10) Los datos oficiales no ofrecen el detalle deseado en este momento (25-4-2020) pero no existe otra alternativa para esta Nota  temprana. Estos datos, procedentes de las Actualizaciones diarias del Centro de Coordinación de Alertas y Emergencias Sanitarias, del Ministerio de Sanidad, pueden tener subregistro. En primer lugar, sólo una parte de los registros de fallecidos declarados tienen datos de edad y sexo, lo que  obliga a una “elevación” de esos datos al total de fallecidos, multiplicando por un factor de elevación (que relaciona los datos totales y los datos con detalle).  Esto podría alterar nuestros cálculos. También puede haber subregistro de fallecidos en residencias a los que no se les pasó el test del coronavirus. Esto podría aumentar la pérdida de EV calculada.

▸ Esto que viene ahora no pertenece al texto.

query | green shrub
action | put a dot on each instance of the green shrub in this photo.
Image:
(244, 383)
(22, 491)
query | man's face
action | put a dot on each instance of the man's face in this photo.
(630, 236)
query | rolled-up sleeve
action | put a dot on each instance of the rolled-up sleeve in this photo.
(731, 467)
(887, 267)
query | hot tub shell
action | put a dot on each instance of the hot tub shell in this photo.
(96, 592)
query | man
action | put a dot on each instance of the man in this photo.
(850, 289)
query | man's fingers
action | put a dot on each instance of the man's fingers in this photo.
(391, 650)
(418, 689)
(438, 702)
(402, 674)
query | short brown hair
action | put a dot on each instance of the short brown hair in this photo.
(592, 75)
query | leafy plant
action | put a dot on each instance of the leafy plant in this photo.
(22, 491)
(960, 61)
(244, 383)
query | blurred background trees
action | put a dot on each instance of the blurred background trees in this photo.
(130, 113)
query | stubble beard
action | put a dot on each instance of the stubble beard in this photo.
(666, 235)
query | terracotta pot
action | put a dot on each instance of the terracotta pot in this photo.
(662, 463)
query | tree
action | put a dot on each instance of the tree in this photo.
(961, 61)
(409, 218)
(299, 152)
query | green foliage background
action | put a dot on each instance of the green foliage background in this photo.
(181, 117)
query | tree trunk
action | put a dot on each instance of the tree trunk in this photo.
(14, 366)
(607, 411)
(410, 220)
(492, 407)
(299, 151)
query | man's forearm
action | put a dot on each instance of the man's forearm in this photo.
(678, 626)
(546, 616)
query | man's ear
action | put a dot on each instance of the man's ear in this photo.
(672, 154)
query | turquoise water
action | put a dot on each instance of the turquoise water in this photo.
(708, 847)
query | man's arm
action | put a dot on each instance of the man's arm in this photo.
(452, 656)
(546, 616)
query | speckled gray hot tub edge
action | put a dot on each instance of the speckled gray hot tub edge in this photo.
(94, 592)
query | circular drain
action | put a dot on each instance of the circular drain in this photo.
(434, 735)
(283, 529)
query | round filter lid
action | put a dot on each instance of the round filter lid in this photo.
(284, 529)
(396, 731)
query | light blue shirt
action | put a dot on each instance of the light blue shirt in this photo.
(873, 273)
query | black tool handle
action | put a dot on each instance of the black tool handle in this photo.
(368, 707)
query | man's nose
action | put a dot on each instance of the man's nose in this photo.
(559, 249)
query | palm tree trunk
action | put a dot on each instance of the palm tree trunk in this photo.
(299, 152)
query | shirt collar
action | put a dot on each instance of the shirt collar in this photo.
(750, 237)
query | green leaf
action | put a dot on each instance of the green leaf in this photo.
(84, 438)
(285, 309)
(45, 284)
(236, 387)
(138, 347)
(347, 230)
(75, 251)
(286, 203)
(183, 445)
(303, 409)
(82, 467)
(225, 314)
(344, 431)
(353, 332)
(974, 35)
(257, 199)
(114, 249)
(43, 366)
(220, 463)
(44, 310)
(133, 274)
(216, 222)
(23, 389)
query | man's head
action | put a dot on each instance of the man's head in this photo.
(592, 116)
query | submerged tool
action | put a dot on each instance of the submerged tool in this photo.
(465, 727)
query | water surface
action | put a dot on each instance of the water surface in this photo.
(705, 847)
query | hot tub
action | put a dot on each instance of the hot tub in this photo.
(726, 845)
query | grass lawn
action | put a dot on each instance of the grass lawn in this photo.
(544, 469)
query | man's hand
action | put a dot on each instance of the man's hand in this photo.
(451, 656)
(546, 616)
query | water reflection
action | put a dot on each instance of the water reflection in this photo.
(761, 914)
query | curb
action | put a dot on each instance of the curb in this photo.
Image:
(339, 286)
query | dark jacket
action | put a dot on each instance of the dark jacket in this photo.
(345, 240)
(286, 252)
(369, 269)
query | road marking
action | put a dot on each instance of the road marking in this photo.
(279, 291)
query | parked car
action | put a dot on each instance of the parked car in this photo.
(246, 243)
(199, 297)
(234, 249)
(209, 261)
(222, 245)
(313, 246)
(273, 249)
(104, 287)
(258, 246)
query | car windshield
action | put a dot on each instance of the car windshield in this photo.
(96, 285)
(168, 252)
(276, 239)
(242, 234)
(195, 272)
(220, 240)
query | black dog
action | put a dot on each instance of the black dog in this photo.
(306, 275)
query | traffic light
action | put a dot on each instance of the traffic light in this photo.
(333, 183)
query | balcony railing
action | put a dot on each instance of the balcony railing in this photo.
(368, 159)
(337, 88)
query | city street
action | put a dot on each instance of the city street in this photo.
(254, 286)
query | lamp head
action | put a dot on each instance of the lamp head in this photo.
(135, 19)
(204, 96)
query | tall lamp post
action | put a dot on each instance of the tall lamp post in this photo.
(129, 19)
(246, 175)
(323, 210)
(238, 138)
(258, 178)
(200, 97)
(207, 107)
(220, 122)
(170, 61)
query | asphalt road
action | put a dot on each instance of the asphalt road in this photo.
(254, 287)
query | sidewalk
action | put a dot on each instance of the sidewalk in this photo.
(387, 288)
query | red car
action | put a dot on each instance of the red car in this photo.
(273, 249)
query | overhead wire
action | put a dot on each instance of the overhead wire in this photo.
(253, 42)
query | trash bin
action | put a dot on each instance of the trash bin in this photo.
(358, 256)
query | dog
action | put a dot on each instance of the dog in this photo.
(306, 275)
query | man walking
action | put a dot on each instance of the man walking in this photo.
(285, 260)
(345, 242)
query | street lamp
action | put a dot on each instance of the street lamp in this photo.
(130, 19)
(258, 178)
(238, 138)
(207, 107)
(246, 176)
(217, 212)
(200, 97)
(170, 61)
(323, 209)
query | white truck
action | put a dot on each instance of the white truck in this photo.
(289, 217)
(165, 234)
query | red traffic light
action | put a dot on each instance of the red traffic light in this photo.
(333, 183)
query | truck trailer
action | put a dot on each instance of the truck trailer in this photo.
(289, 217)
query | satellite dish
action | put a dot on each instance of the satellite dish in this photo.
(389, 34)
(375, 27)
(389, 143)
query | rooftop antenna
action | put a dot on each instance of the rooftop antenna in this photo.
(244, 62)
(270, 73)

11) Si la distribución en detalle por grupos de edad, dentro de las personas mayores, fuese en realidad más parecida a la distribución de la mortalidad por neumonía ya conocida (2018), la pérdida calculada en EV sería menor, pues se observa un subregistro de mortalidad por coronavirus en personas de 80+ (comparada con los de 80+ fallecidos por neumonía u otras enfermedades respiratorias en 2018), y un sobre-registro de fallecidos de 70-79 años por coronavirus respecto de los fallecidos por neumonía/otras respiratorias de la misma edad.

12) Las medidas adoptadas por el Gobierno (declaración del Estado de Alarma, desde el 14-3-2020) para evitar la expansión de la enfermedad, pueden alterar comportamientos (estado psicosocial), hábitos en la actividad social y también en la económica, y pueden por tanto reducir las consecuencias negativas de esta actividad u otras (accidentes laborales o de camino al trabajo, de tráfico viario o de actividades lúdicas u otros), por lo que la mortalidad habitual, por otras causas, podría verse alterada quizá a la baja, con lo que la pérdida esperada de EV sería menor.

13) Se utiliza indistintamente, como  licencia literaria, los términos coronavirus (una familia de virus) y COVID-19 (Coronavirus Disease 2019), que es la enfermedad infecciosa causada por el coronavirus descubierto recientemente, diciembre 2019 en China (cuyo nombre oficial es SARS-CoV-2), y que ha provocado una pandemia mundial.